Blog
Evaluar para aprender
junio 21, 2022
Por María José Senosiain
Considero que quien haya transitado el aula como docente, podrá entender la siguiente frase: “Pero yo no solo enseño contenidos en mi clase, también enseño a resolver problemas, a pensar, a adquirir hábitos, a conocerse a sí mismo, a desafiarse… a vivir”
La empatía que despierta lo anterior es reflejo de la histórica distancia entre todo lo que se enseña y aprende en el salón de clases, y lo que muchas veces termina evaluándose en las instancias de acreditación de conocimientos.
Hablo de ‘histórica distancia’ porque no es novedad que como docentes nos hallemos interpelados a enseñar y aprender mucho más de lo que disciplinariamente se espera que hagamos: todo docente descubre, al entrar al aula, que allí se dan encuentros donde el contenido es muchas veces el vehículo de aprendizajes tan ricos y potentes que duran toda la vida.
Hacer que el día a día del aula sea una posibilidad de esos aprendizajes es el mayor desafío docente. Ello es así porque hay otra histórica distancia a contemplar: la que hallamos entre la formación docente y la práctica docente. Así, vemos por ejemplo, que las propuestas de formación abarcan la didáctica y el currículum en sus diferentes versiones, pero no contemplan la preparación para el ejercicio en el campo de la evaluación.
Entonces, ¿cómo aprende y/o se desempeña un docente al evaluar? Desde sus experiencias como estudiante, de lo que toma de sus colegas, de lo que la disciplina le marca como necesario e importante… pero no desde lo que el estudiante necesita aprender para su desarrollo pleno, ni desde todo lo que él enseña.

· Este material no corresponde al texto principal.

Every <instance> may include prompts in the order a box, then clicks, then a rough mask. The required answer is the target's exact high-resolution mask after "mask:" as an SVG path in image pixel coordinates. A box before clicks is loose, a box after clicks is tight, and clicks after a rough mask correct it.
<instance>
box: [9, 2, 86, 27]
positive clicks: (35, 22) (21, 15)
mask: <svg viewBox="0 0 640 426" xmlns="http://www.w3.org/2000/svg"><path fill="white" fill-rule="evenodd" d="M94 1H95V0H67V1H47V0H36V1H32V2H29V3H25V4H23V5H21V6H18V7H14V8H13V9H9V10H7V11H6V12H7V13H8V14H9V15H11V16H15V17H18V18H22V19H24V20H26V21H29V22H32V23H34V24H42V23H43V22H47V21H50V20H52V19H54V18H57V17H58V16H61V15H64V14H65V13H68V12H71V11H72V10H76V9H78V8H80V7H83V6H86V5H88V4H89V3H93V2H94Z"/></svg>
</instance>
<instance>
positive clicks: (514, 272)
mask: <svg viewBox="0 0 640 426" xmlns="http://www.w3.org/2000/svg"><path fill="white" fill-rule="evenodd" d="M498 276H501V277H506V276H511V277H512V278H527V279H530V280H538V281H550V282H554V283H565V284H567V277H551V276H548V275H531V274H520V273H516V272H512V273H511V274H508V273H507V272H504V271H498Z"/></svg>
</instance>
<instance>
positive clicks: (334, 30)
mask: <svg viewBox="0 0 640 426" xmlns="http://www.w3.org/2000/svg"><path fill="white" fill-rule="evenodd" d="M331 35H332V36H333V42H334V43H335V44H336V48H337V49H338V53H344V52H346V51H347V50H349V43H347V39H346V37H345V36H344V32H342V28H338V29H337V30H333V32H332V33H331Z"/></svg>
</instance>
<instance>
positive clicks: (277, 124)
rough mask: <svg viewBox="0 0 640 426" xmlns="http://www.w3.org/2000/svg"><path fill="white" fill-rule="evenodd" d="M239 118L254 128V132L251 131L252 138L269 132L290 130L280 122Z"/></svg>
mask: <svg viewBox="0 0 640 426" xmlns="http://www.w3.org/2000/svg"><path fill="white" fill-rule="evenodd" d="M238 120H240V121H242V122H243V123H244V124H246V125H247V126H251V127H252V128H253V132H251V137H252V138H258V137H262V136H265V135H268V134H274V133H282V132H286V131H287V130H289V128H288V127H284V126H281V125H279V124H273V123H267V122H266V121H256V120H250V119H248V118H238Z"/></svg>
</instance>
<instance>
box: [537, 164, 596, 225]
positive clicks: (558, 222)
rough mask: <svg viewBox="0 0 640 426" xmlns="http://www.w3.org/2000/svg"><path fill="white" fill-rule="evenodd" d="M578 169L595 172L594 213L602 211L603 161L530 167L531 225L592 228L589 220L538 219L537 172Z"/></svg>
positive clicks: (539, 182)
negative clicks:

Así, muchos docentes se encuentran en la encrucijada de tener que elegir qué evaluar, si los contenidos disciplinares o los aprendizajes que lo vivido en clase dejaron a sus estudiantes. Considero que el asunto aquí viene dado por concebir separado lo que va junto: si con nuestra práctica hacemos que los contenidos disciplinares sean parte de vivencias escolares que lleven al estudiante a desarrollarse plenamente, no solo valoraremos los primeros, sino que además, podremos evaluar los logros que acerquen a dicho desarrollo pleno.
En ese sentido, cuando evaluamos al estudiante y como docentes usamos esa información para distinguir qué logró y cómo puede seguir avanzando, hallamos en la Evaluación Formativa un enfoque posibilitador. En él se concibe a la evaluación como herramienta para tener en cuenta las adquisiciones y los modos de razonar de cada estudiante, lo suficiente como para ayudarlo a progresar en el sentido de los objetivos.
Si usamos las instancias evaluativas como el momento en que nos acercamos a ver cómo viene cada estudiante en su proceso de desarrollo, veremos que la Evaluación Formativa está íntimamente ligada a una intervención áulica diferenciada. Es decir, si tomamos las evidencias que las evaluaciones nos arrojan, podemos retroalimentar el proceso de nuestros estudiantes de manera más precisa y ajustada, de manera diferenciada.
De esa forma, no sólo estaríamos achicando la distancia entre lo enseñado y lo evaluado, sino también construyendo, de a poco, una mirada docente real y muy validada de las instancias de acreditación.
Confieso que, como docentes, el animarnos a transitar el camino de la evaluación formativa, implica revisar nuestras propias propuestas pedagógicas para encontrar (e incluso diseñar) allí momentos e hitos que atiendan a los objetivos trazados: desarrollar el pensamiento crítico, adquirir habilidades comunicativas, fomentar el autoconocimiento, etc.
No es poca cosa lo planteado, pues pretendo invitar al lector a correr un velo que deje ver la trastienda de la enseñanza: todo lo que hacemos en nuestra práctica docente tiene impacto en la vida del estudiante. Nuestro potencial educativo implica mirar la totalidad de cada estudiante, ver los puntos de encuentro que hay entre ellos y valorar las diferencias que la singularidad les otorga.
Entonces, si somos capaces de ver a cada estudiante en su singularidad y potencialidad, el desafío por evaluarlo y valorarlo implicará corrernos de lo meramente disciplinar para habilitar miradas ricas en complejidad, y por ende, en significatividad.
El desafío aquí expuesto es en verdad una invitación a diseñar propuestas de evaluación que den cuenta de cómo vamos colaborando -desde nuestra intervención docente- a dar forma a esa persona que el estudiante desea ser, y con la que nos vamos comprometiendo clase a clase, año a año. Pues, al fin de cuentas, en cada aula se encuentran no solo docentes y alumnos, sino personas que se acompañan en el complejo recorrido que implica vivir… ¿Es sólo contenido lo que tenemos para aportar? Bien sabe el lector que no, que damos mucho más.